What drugs help to reduce SHBG levels? First of all, this is incomparable insulin – you see, and this hormone is very useful here. Further – Proviron, it has been absolutely reliably proven that Mesterolone is able to increase the amount of free testosterone in the blood by attaching to globulin that binds sex hormones, and thus reducing the activity of the latter.

Oral stanozolol. According to a 1989 study, stanozolol lowers the level of sex hormone binding globulin (SHBG) in the blood by 50%. So this drug can be used in between “cycles” instead of methandrostenolone. However, the same “methane” also has (at least in theory) the ability to slightly lower the level of SHBG, but this feature of the drug is not yet proven.

So, we examined all the tasks we face, and saw that they can be solved without resorting to the help of gonadotropin. So let’s leave this undoubtedly very necessary drug for use within the “cycle”, and entrust recovery issues to other means – the same clomid and tamoxifen, for example.

The hypothalamus “reads” information about the level of testosterone and estradiol in the blood and regulates the production of GnRH depending on this. Interestingly, both too high estradiol levels (above normal) and too low (below normal) have a negative effect on the production of GnRH.

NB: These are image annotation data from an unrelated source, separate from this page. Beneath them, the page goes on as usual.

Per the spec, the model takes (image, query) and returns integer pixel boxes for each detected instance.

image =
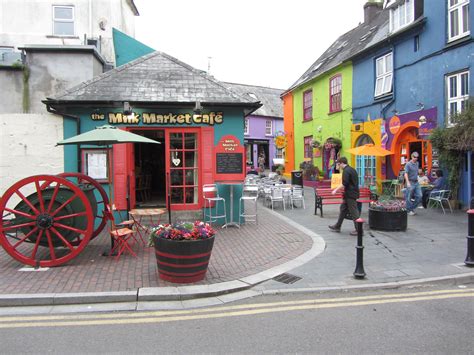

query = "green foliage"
[430,99,474,200]
[300,161,319,180]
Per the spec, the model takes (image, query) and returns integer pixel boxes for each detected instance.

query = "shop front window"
[169,131,199,205]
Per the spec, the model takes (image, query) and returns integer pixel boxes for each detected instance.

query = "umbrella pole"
[102,146,115,256]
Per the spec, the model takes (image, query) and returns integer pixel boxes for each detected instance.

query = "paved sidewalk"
[0,188,474,309]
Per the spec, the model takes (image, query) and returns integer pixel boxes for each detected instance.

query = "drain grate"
[273,274,301,284]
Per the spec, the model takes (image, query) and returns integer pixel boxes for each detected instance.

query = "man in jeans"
[329,157,362,235]
[405,152,423,216]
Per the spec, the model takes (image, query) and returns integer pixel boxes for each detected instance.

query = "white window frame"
[446,70,469,126]
[52,5,76,37]
[389,0,415,33]
[447,0,470,42]
[265,120,273,136]
[374,52,393,97]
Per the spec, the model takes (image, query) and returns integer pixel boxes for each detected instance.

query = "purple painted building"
[224,83,285,169]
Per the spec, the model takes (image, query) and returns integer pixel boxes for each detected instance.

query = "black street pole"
[464,209,474,266]
[354,218,366,279]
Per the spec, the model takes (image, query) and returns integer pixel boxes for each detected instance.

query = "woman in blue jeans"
[421,170,445,208]
[405,152,422,216]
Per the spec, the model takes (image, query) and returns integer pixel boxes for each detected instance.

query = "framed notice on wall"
[215,135,245,181]
[81,149,109,182]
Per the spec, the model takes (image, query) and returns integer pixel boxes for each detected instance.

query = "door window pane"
[170,133,183,149]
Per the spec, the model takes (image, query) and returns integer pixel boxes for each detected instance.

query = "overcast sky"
[135,0,367,89]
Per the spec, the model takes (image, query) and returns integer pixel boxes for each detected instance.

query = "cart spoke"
[2,221,36,232]
[35,180,44,212]
[12,227,39,249]
[54,212,87,222]
[54,223,86,234]
[51,194,78,217]
[5,207,36,219]
[51,227,74,251]
[31,229,44,260]
[46,184,59,213]
[15,190,40,214]
[46,230,56,260]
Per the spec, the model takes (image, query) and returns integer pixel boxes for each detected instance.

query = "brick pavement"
[0,208,312,295]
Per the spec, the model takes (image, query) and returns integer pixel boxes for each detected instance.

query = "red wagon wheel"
[58,173,109,239]
[0,175,94,267]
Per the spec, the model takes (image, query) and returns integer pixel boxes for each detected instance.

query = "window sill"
[374,92,393,103]
[444,33,472,49]
[46,35,79,39]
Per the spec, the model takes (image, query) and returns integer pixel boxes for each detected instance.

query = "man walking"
[405,152,423,216]
[329,157,359,235]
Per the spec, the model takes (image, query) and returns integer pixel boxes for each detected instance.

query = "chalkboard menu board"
[216,153,243,174]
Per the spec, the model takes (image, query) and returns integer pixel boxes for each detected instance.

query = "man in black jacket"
[329,157,359,235]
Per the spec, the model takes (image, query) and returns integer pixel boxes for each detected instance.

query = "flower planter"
[369,208,407,231]
[154,236,214,283]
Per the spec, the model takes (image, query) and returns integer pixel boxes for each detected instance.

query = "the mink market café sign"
[91,112,224,126]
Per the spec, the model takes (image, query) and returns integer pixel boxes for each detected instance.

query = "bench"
[314,187,377,217]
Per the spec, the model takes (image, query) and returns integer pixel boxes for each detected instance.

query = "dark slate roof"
[223,82,284,117]
[286,9,389,92]
[44,51,261,109]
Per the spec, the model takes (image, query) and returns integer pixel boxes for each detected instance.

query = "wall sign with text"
[214,134,245,181]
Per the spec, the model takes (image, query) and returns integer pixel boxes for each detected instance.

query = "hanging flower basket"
[150,221,215,283]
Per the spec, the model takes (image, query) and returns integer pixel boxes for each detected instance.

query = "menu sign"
[216,153,242,174]
[215,135,245,181]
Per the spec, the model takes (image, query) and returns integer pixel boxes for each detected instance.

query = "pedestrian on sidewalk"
[329,157,359,235]
[404,152,422,216]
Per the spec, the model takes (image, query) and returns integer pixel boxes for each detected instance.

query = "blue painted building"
[351,0,474,205]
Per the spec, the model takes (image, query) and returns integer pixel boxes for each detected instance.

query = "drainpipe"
[46,105,81,173]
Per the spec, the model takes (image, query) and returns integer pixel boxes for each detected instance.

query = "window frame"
[265,120,273,136]
[303,136,313,159]
[303,89,313,122]
[389,0,415,33]
[374,52,393,98]
[52,5,76,37]
[329,74,342,113]
[446,0,471,42]
[445,70,470,127]
[244,118,250,135]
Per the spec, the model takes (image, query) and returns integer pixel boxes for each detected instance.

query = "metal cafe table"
[217,181,243,228]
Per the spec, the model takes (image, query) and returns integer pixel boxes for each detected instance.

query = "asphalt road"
[0,285,474,354]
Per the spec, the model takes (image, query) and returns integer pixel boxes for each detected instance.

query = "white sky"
[135,0,367,89]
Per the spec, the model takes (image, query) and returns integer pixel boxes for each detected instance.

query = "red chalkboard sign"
[214,134,245,181]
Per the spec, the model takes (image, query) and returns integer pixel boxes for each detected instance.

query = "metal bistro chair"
[202,184,227,224]
[270,187,286,210]
[239,185,258,224]
[428,190,453,213]
[291,186,306,209]
[104,206,138,260]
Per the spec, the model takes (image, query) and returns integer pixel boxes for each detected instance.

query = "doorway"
[133,129,166,208]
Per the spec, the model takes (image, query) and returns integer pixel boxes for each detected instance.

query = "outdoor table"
[218,181,243,228]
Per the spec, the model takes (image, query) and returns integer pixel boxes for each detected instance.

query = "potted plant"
[369,199,407,231]
[149,221,216,283]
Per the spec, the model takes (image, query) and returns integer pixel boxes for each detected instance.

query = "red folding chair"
[104,207,137,260]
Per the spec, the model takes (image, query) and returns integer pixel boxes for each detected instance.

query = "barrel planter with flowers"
[369,200,407,231]
[150,221,215,283]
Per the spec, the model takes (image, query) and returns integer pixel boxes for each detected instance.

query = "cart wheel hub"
[36,213,53,229]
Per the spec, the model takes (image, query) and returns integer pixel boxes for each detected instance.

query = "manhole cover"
[273,274,301,284]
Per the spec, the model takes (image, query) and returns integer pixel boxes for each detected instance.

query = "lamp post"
[354,218,366,279]
[464,209,474,266]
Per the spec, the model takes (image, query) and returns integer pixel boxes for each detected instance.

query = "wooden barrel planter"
[369,208,407,231]
[154,236,214,283]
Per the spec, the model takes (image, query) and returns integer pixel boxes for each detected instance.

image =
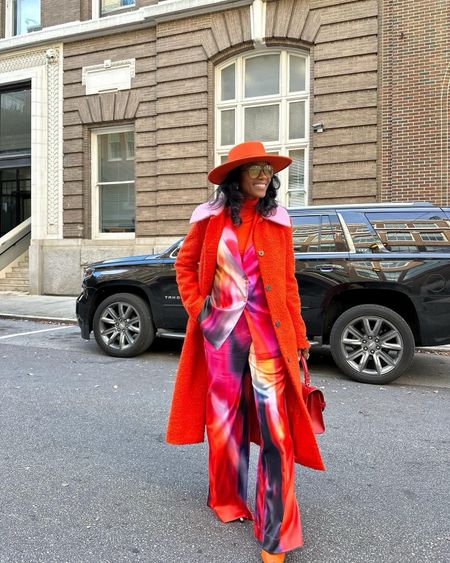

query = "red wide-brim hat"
[208,141,292,184]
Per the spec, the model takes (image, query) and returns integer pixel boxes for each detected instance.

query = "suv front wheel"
[93,293,155,358]
[330,305,414,384]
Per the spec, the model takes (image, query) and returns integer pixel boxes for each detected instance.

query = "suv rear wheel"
[93,293,155,358]
[330,305,414,384]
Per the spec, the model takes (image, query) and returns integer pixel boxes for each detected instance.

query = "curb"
[0,313,78,325]
[415,348,450,356]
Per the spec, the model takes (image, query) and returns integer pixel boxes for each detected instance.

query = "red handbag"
[300,356,326,434]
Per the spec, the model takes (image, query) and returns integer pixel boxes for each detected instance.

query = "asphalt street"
[0,320,450,563]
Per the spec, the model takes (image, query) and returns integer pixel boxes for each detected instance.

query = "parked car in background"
[77,203,450,384]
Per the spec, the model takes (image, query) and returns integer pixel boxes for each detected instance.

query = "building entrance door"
[0,166,31,238]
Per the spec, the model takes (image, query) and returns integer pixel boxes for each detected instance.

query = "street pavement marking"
[0,326,73,340]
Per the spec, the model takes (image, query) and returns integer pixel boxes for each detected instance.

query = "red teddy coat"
[166,206,325,469]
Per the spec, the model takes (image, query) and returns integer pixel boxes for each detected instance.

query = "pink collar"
[190,202,291,227]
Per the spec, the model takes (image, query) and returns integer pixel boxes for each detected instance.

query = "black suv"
[77,203,450,383]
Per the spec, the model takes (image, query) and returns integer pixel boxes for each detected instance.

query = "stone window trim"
[214,45,311,207]
[3,0,42,37]
[81,59,136,95]
[89,123,136,240]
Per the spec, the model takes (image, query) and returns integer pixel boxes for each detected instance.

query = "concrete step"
[5,268,30,280]
[0,252,30,293]
[0,278,30,285]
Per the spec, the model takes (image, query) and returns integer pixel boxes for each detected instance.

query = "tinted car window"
[344,211,384,254]
[366,209,450,252]
[292,215,347,252]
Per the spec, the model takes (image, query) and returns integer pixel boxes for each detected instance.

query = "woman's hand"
[297,348,309,360]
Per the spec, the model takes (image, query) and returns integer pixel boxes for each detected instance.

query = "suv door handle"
[314,265,336,272]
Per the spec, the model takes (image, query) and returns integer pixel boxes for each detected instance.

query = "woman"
[167,141,324,562]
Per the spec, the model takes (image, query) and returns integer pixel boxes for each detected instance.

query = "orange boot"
[261,549,286,563]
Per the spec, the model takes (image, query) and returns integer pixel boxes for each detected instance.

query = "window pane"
[14,0,41,35]
[289,55,306,92]
[220,65,236,101]
[99,183,134,233]
[289,102,305,139]
[245,55,280,98]
[100,0,136,14]
[98,131,134,182]
[0,88,31,152]
[245,106,280,141]
[288,191,306,207]
[292,215,321,252]
[220,109,234,146]
[344,211,384,254]
[288,149,305,198]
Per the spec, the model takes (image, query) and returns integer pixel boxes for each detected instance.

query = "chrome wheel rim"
[99,301,141,350]
[341,315,403,376]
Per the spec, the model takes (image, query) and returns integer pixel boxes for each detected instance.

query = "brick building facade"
[0,0,450,294]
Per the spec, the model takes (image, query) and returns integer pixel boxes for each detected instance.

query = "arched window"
[215,49,309,207]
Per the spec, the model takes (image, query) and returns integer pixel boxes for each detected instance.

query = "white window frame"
[214,48,310,205]
[5,0,42,38]
[91,125,136,240]
[92,0,137,19]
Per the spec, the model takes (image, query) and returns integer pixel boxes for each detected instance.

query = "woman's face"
[239,161,273,198]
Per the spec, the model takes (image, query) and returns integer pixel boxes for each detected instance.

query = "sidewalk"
[0,292,450,356]
[0,292,77,324]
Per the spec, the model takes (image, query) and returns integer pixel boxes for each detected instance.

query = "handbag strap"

Nandrolone metabolites have an extremely negative effect on the restoration of endogenous testosterone production. And if we take into account the fact that an increased level of these metabolites is observed after and one and a half to two months after the end of taking nandrolone decanoate (nandrolone phenylpropionate is a somewhat more gentle drug in this regard), it is clear that it is worth removing the “deco” no less than for a month before the end of the “cycle”.

Gonadotropin is very similar in chemical structure to LH (and FSH). Its appearance in excess in the body is the same signal for the hypothalamus as an increased LH content in the blood – the result is the cessation (or significant reduction) of GnRH secretion.

Another powerful anti-catabolic agent is insulin; I generally think that it is very difficult, if not impossible, to do without this hormone during the recovery period. Insulin can be taken according to any of the known schemes, but the best during this period will be a daily intake, which is best divided into two injections – morning and mid-day.

Obviously, it is with the increased level of SHBG that the decrease in the effectiveness of AAS (especially testosterone) is associated towards the end of the “cycle”. And given the fact that the increased level of SHBG in the blood lasts long enough, it can be assumed that without taking appropriate measures, the next “cycle” of AAS will be less effective than the previous one due to the lower amount of free testosterone.